Die Lauberhorn-Abfahrt gilt als Weltcupklassiker. Hannes Reichelt erklärt Piste und „Überwindung“.
Wengen. Hundschopf, Canadian-Corner, Haneggschuss – es gibt sie eben. Diese neuralgischen Punkte, an denen man echte Skiklassiker wie in Wengen festmachen kann. Oder die Mausefalle in Kitzbühel, Kamelbuckel in Gröden, der Freie Fall in Garmisch – und jetzt sind die Skiherren wieder auf der Lauberhorn-Abfahrt unterwegs.

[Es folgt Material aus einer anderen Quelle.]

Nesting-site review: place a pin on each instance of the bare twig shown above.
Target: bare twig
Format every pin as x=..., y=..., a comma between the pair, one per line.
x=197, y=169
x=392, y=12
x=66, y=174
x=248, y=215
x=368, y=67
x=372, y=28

Mit 110 km/h zum „Kernen-S“, es kann danach noch schneller werden bis zu 160 km/h. Viereinhalb Kilometer lang ist diese Skipiste, mit einer Fahrzeit von circa 2:30 Minuten auch eine der längsten im ganzen Weltcupzirkus.
Es kommt nun Schlag auf Schlag: Wengen, Kitzbühel, Garmisch-Partenkirchen, die Speed-Herren haben Hochsaison vor der WM im schwedischen Åre (vom 5. bis 17. Februar). Dass manche Strecke in ihrer Struktur und Bauweise aber längst gefährlich anmutet, dessen ist sich Hannes Reichel bewusst. Der ÖSV-Veteran und Jungvater, 38, weiß, dass Passagen wie das S-Brüggli in der Gegenwart vom Weltverband FIS nicht mehr abgenommen werden würden. Reichelt, 2015 Gewinner des Spektakels in Wengen sowie dreimal Zweiter, sagt: „Du brennst mit 110 km/h hin, musst geduldig und überzeugt von dem sein, was du da tust. Es ist eine Überwindung!“
Reichelt, der als Athletensprecher („Kannst nichts bewegen, und ich will mehr zeit für die Familie haben“) abdankte, sprach aber auch den fehlenden Wiedererkennungswert neu gebauter Abfahrten, wie bei fast jeder Olympiaabfahrt etwa, an. Sturzräume seien gut, aber: „Wenn der Zuschauer daheim nicht mehr weiß, in welcher Passage sich der Läufer befindet, weil alles gleich runtergeht, ist das nicht der richtige Ansatz.“ Wenn man sich indes während der Wengen-Abfahrt (13 Kilometer Sicherheitsnetze) ein Getränk hole und zurückkomme, wisse jeder, an welcher Stelle sich der Läufer gerade befinde. Und: „Je eher der Laie sieht, ob bekannte Passagen gut oder schlecht erwischt worden sind, desto interessanter ist es.“ Das ist wiederum auch ein Verdienst einer anderen hohen Kunst: der Kameraführung.
Noch kein Podestplatz
In Wengen muss es für Reichelt aufwärtsgehen, denn mit der bisherigen Saison ist er nicht zufrieden. Nicht jeder Materialpoker brachte den gewünschten Erfolg. Im Super-G wurde er Vierter in Lake Louise, Neunter in Gröden. In der Abfahrt wurde er Siebenter in Beaver Creek und Zehnter in Gröden. Er braucht Resultate – für die WM und für sich als zwingend notwendige Selbstbestätigung.
Das Training zuletzt in Südtirol in Sulden mit dem Schwiegervater und danach mit den Teamkollegen im Ultental hat Reichelt zumindest neue Zuversicht gebracht. „Es ist super, dass wir jetzt mit Wengen, Kitzbühel und Garmisch vor der WM Toprennen haben. In Hinblick auf die Qualifikation ist das auch gut, dass wir noch drei Klassiker haben, bei denen man zeigen kann, dass man zum Aufgebot dazugehört.“ Oder eben nicht. (fin)
TRAINING IN WENGEN
Beat Feuz markierte im ersten Training zur Wengen-Abfahrt am Samstag Bestzeit (2:29,49 Min.) gefolgt vom Schweizer Landsmann Mauro Caviezel (+1,16 Sek.) und Matthias Mayer (1,27).
Auch Kriechmayr (5., 1,41) Reichelt (7., 1,74), Striedinger (8., 1,85) und Franz (9., 1,93) fuhren in die Top Ten.